CMR service is one of the most rapidly growing telecommunication services currently offered. (See, for example, "Surging, Price-Insensitive Demand Over Next Two Years and Strong Five-Year Picture Forecast for Cellular Industry Association, Which Sees Capacity Concerns Validated," TELECOMMUNICATIONS REPORTS, Aug. 15, 1988 (pp. 22, 23).) The technology underlying CMR service is exhaustively documented and well within the understanding of those possessed of ordinary skill in the art of CMR communications. Accordingly, a rigorous description of CMR technology will not be undertaken here, and the reader will be referred to the following representative publications, the contents of which are hereby incorporated by reference:
Bernard, Joseph. 1987. The Cellular Connection. Mendocino, Calif.: Quantum Publishing. PA1 Gibson, Stephen W. 1987. Cellular Mobile Radiotelephones. Edgelwood Cliffs: Prentice-Hall.

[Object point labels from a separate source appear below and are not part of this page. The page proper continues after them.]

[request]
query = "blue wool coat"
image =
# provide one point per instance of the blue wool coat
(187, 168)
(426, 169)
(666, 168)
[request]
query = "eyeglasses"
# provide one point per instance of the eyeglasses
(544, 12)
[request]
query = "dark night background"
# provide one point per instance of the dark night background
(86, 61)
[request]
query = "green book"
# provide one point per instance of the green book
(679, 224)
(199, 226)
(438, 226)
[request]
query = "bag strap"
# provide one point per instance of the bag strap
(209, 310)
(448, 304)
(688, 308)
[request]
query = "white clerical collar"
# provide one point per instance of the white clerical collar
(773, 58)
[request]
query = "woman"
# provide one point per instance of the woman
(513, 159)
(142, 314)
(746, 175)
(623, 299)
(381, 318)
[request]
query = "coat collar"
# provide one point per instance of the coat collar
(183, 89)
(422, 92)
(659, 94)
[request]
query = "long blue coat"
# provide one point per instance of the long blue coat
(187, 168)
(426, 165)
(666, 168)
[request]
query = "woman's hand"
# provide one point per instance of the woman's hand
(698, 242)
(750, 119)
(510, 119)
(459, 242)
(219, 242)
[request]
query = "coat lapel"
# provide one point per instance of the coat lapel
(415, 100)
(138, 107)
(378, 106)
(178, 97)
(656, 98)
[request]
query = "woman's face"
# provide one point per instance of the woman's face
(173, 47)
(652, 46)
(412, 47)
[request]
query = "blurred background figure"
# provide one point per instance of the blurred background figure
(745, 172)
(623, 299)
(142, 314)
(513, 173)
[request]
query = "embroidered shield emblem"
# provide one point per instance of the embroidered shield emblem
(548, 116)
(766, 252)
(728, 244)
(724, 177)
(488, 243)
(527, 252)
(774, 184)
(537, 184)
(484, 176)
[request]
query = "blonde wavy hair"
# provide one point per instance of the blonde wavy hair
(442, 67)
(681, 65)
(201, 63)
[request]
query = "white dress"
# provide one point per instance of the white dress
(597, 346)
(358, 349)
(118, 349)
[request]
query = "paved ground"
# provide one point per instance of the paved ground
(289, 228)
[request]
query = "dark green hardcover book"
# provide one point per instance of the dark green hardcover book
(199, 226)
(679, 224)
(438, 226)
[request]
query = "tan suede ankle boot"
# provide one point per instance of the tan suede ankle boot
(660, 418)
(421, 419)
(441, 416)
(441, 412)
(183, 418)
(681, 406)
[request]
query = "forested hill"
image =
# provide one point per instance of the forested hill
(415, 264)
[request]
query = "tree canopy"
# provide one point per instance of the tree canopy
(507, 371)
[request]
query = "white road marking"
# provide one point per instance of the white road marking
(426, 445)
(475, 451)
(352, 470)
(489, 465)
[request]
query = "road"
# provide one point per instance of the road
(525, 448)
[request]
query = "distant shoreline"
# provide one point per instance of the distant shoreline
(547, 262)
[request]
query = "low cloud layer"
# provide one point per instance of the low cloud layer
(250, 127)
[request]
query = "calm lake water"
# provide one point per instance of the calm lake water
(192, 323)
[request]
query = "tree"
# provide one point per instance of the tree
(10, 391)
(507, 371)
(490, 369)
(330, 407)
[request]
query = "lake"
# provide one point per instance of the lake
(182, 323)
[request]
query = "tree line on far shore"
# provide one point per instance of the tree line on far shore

PA1 (a) accept information identifying the CMR customer; PA1 (b) obtain a credit check of the CMR customer; PA1 (c) assign a telephone number to the CMR customer; and PA1 (d) insert and activate the telephone number in a cellular switch.
The projected growth of the CMR industry is rivaled only by the degree of competition engendered among those who provide CMR equipment or CMR service to the burgeoning customer population. As a result, the prudent provider of CMR equipment or service continually searches for ways to achieve a competitive advantage in the market place by identifying approaches that will allow him to enhance the quality of equipment or service he might make available to prospective customers. This invention is directed to a specific aspect of the provision of CMR service that has heretofore represented something of an obstacle rather than an attraction in the marketing of CMR service: the cumbersome and time-consuming process that must be endured in order for a CMR customer, who has decided to subscribe to CMR service, to be provided with that service.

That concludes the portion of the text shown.